The Instagram ad for the Knitters’ Advent Calendar promised two things I love: spiritual preparation for the Christmas season and two dozen skeins of yarn for my creative projects. But clicking the ad activated the algorithm, which alerted me to other Advent options. There were multiple crochet and other crafting Advent calendars, but also ones filled with puzzles or perfume. There was an “experiment-a-day” science calendar and a “luxe body care” one. On the food front, there were calendars inviting me to sample twenty-four days of popcorn, jelly, honey, hot sauce, nuts, black licorice—the list went on. As one advertisement read, “Advent calendars aren’t just for chocolate anymore.”
I thought they weren’t actually for chocolate either. I still held the idealist image of young children excitedly opening a door just for the thrill of opening it and knowing that Christmas had crept one day closer. But clearly, Advent has become just another monetizable opportunity. In fact, Americans spend half a billion dollars a year on Advent calendars, according to a 2024 market-research report that predicts substantial growth thanks to “continuous innovation in product types and themes.” Globally, Advent calendars bring in $1.87 billion a year.
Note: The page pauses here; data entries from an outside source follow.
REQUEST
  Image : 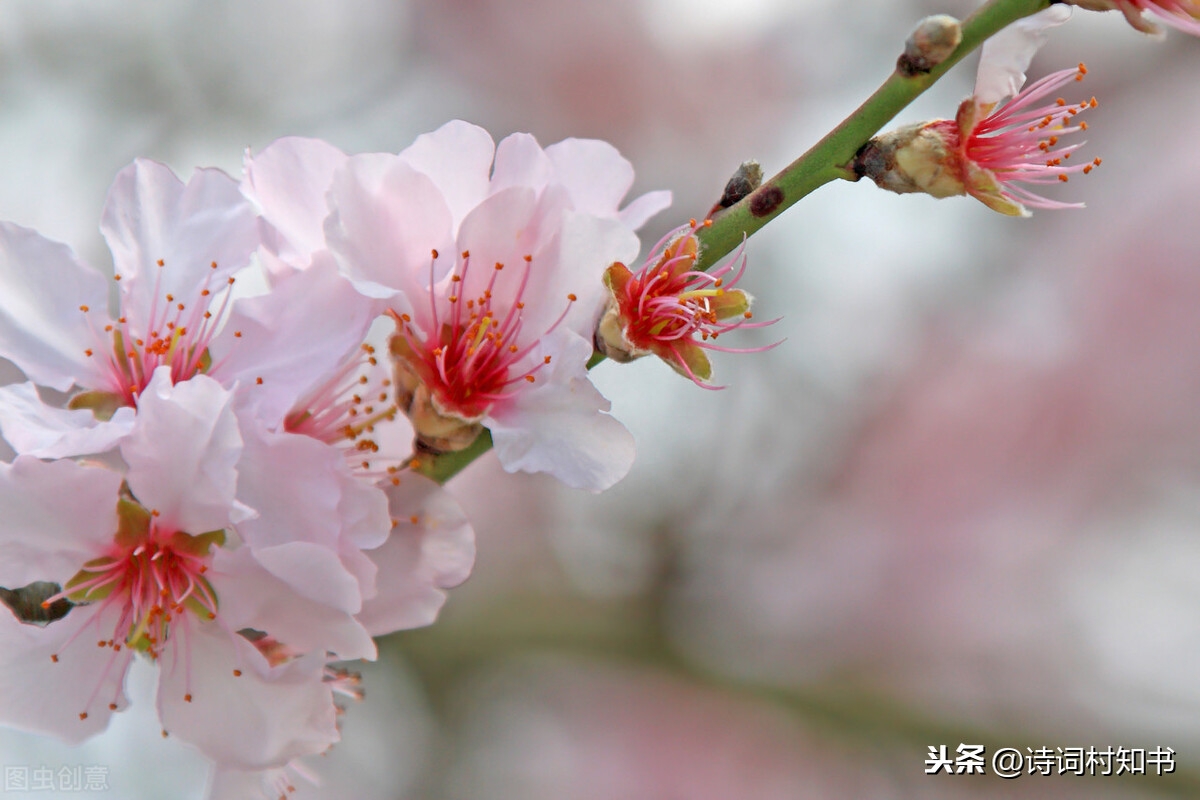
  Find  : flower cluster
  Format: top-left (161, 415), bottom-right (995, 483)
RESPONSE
top-left (0, 115), bottom-right (787, 790)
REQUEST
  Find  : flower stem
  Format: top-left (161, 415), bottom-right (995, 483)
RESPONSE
top-left (413, 0), bottom-right (1058, 483)
top-left (696, 0), bottom-right (1054, 270)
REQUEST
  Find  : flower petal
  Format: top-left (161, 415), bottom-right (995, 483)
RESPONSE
top-left (100, 158), bottom-right (259, 330)
top-left (0, 222), bottom-right (108, 391)
top-left (488, 133), bottom-right (554, 194)
top-left (974, 5), bottom-right (1072, 106)
top-left (0, 456), bottom-right (121, 587)
top-left (0, 383), bottom-right (134, 458)
top-left (121, 367), bottom-right (241, 534)
top-left (358, 475), bottom-right (475, 636)
top-left (484, 329), bottom-right (636, 492)
top-left (211, 546), bottom-right (376, 658)
top-left (241, 137), bottom-right (347, 269)
top-left (546, 139), bottom-right (634, 217)
top-left (209, 263), bottom-right (379, 427)
top-left (158, 622), bottom-right (338, 769)
top-left (400, 120), bottom-right (496, 229)
top-left (618, 190), bottom-right (672, 230)
top-left (0, 606), bottom-right (133, 744)
top-left (325, 155), bottom-right (455, 314)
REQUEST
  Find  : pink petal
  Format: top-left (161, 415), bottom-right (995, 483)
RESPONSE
top-left (0, 222), bottom-right (112, 391)
top-left (325, 155), bottom-right (455, 314)
top-left (0, 456), bottom-right (121, 587)
top-left (121, 367), bottom-right (241, 534)
top-left (0, 606), bottom-right (133, 744)
top-left (231, 420), bottom-right (390, 552)
top-left (490, 133), bottom-right (554, 194)
top-left (100, 158), bottom-right (259, 330)
top-left (400, 120), bottom-right (496, 228)
top-left (209, 263), bottom-right (379, 426)
top-left (618, 190), bottom-right (672, 230)
top-left (158, 622), bottom-right (338, 769)
top-left (211, 547), bottom-right (376, 658)
top-left (0, 384), bottom-right (134, 458)
top-left (358, 475), bottom-right (475, 636)
top-left (241, 137), bottom-right (347, 269)
top-left (546, 139), bottom-right (634, 217)
top-left (974, 5), bottom-right (1072, 106)
top-left (484, 329), bottom-right (636, 492)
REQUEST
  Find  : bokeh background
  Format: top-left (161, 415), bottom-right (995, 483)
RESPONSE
top-left (0, 0), bottom-right (1200, 800)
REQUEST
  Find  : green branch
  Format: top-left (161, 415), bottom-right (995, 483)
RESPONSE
top-left (696, 0), bottom-right (1051, 270)
top-left (412, 0), bottom-right (1054, 483)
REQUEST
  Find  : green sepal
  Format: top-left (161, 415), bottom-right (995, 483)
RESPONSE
top-left (67, 389), bottom-right (125, 422)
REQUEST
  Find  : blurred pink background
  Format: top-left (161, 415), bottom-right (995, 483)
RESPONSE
top-left (0, 0), bottom-right (1200, 800)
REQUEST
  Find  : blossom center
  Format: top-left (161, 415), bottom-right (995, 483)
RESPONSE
top-left (391, 251), bottom-right (576, 422)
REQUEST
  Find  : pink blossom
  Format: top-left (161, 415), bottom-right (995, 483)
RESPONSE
top-left (1069, 0), bottom-right (1200, 36)
top-left (854, 6), bottom-right (1100, 216)
top-left (325, 121), bottom-right (667, 491)
top-left (0, 367), bottom-right (357, 769)
top-left (596, 221), bottom-right (774, 389)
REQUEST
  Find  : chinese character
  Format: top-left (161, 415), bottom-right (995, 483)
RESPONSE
top-left (1025, 747), bottom-right (1058, 775)
top-left (59, 765), bottom-right (83, 792)
top-left (925, 745), bottom-right (954, 775)
top-left (1117, 747), bottom-right (1146, 775)
top-left (1058, 747), bottom-right (1084, 775)
top-left (83, 766), bottom-right (108, 792)
top-left (955, 745), bottom-right (986, 775)
top-left (1084, 747), bottom-right (1112, 775)
top-left (4, 767), bottom-right (30, 792)
top-left (1146, 747), bottom-right (1175, 775)
top-left (29, 765), bottom-right (54, 792)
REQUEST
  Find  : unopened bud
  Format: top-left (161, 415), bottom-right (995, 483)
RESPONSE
top-left (708, 161), bottom-right (762, 216)
top-left (896, 14), bottom-right (962, 77)
top-left (853, 120), bottom-right (966, 198)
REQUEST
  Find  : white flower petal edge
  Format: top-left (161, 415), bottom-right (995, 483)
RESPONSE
top-left (358, 474), bottom-right (475, 636)
top-left (0, 604), bottom-right (133, 744)
top-left (241, 137), bottom-right (347, 277)
top-left (210, 261), bottom-right (379, 427)
top-left (100, 158), bottom-right (259, 332)
top-left (974, 5), bottom-right (1072, 107)
top-left (158, 624), bottom-right (340, 769)
top-left (0, 222), bottom-right (109, 391)
top-left (484, 330), bottom-right (636, 492)
top-left (121, 367), bottom-right (241, 534)
top-left (0, 383), bottom-right (134, 458)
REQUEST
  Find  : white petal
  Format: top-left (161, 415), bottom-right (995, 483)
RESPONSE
top-left (100, 158), bottom-right (259, 331)
top-left (400, 120), bottom-right (496, 229)
top-left (231, 420), bottom-right (390, 552)
top-left (557, 212), bottom-right (641, 339)
top-left (974, 5), bottom-right (1072, 106)
top-left (0, 606), bottom-right (132, 744)
top-left (0, 383), bottom-right (133, 458)
top-left (254, 542), bottom-right (362, 614)
top-left (0, 222), bottom-right (112, 391)
top-left (121, 367), bottom-right (241, 534)
top-left (158, 622), bottom-right (338, 769)
top-left (325, 155), bottom-right (455, 314)
top-left (490, 133), bottom-right (554, 194)
top-left (618, 190), bottom-right (672, 230)
top-left (546, 139), bottom-right (634, 217)
top-left (358, 475), bottom-right (475, 636)
top-left (209, 263), bottom-right (379, 427)
top-left (241, 137), bottom-right (347, 267)
top-left (210, 547), bottom-right (376, 658)
top-left (0, 456), bottom-right (121, 587)
top-left (484, 330), bottom-right (636, 492)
A few days later, I picked up the weekly flyer for Aldi, the German-owned grocery store with attractively low prices in these inflationary times. The chain is also famous for its “aisle of shame,” which offers seasonal and other nonfood merchandise known for its almost addictive attraction to shoppers who, shamefully, leave the store $100 lighter even though they came just for a gallon of milk. Aldi’s Advent calendars—offering not just chocolate, but also wine, beer, cheese, coffee, and dog biscuits—have prompted such devotion that lines form outside stores before opening time and resellers jack up the prices on eBay. They’re almost as desirable as Taylor Swift tickets. (Yes, you can also get a Taylor Swift Advent calendar, though not at Aldi.)
But it was the Squishmallows twelve-day Advent calendar that sent me into a spiral, and not because of the cute stuffed animals behind the closed doors.
“Twelve days?!” It was bad enough that even the twenty-four-day “commercial” Advent calendars begin on December 1, clearly unmoored from the actual liturgical calendar, which places the beginning of the season on the fourth Sunday before Christmas. But a twelve-day Advent calendar? Was this some sort of “Twelve Days of Christmas” in reverse?
“Well, we never got any of the good Advent calendars anyway,” said one of my teenagers, who never touched the $1.99 chocolate one I bought last year. Apparently cool parents buy theirs from Lego or Anthropologie or Sephora. I didn’t tell her that when I was a kid, I never even got a chocolate one. My parents may have occasionally purchased the kind where you opened a cardboard door to reveal a little picture or a snippet of Scripture. And the parish where I went to school had a Jesse Tree, hung with felt ornaments that traced the lineage of Jesus throughout Advent. (My sister and I later recreated Jesse Trees for our families.)
Of course, the Church’s traditional way of marking the weeks of waiting and preparation for Christ at Christmas—and ultimately his return at the Second Coming—is with the lighting of candles on the Advent wreath. The Advent calendar, like many of our contemporary Christmas customs, traces its history to Germany, where Christians counted down the days until Yuletide by lighting candles, placing straw in a Nativity crib, or ticking the walls or doors with chalk. In the early twentieth century, the first commercially printed calendars appeared, with German publisher Gerhard Lang credited with adding the small doors in the 1920s. After World War II, returning service members brought them back to the United States, and by the 1950s, Advent calendars began hiding chocolate behind the closed doors.
Since the practice has a commercial history, it’s maybe a bit Grinchy to complain about its overcommercialization. Or maybe I should be grateful that the culture has co-opted—I mean, adopted—a Church practice, or at least the “Advent” language, especially amid rising religious disaffiliation. U.S. consumers are at least thinking of Advent, even if they think it’s a twelve-day celebration of buying more stuff.
It’s conceivable that the Star Wars and Skims panties Advent calendars (I kid you not) still stir those feelings of anticipation and mystery at the heart of the Advent season. As spiritual author Jessica Mesman has written, doors are liminal spaces; Jesus both stands in the doorway and invites us in, and he is the door, for those inside and outside of the Church. The symbolic opening of Advent calendar doors—no matter what’s inside—helps us experience the season’s magic and mystery, she says. This is what I’ll keep in mind. Also, I definitely don’t need twenty-four more skeins of yarn.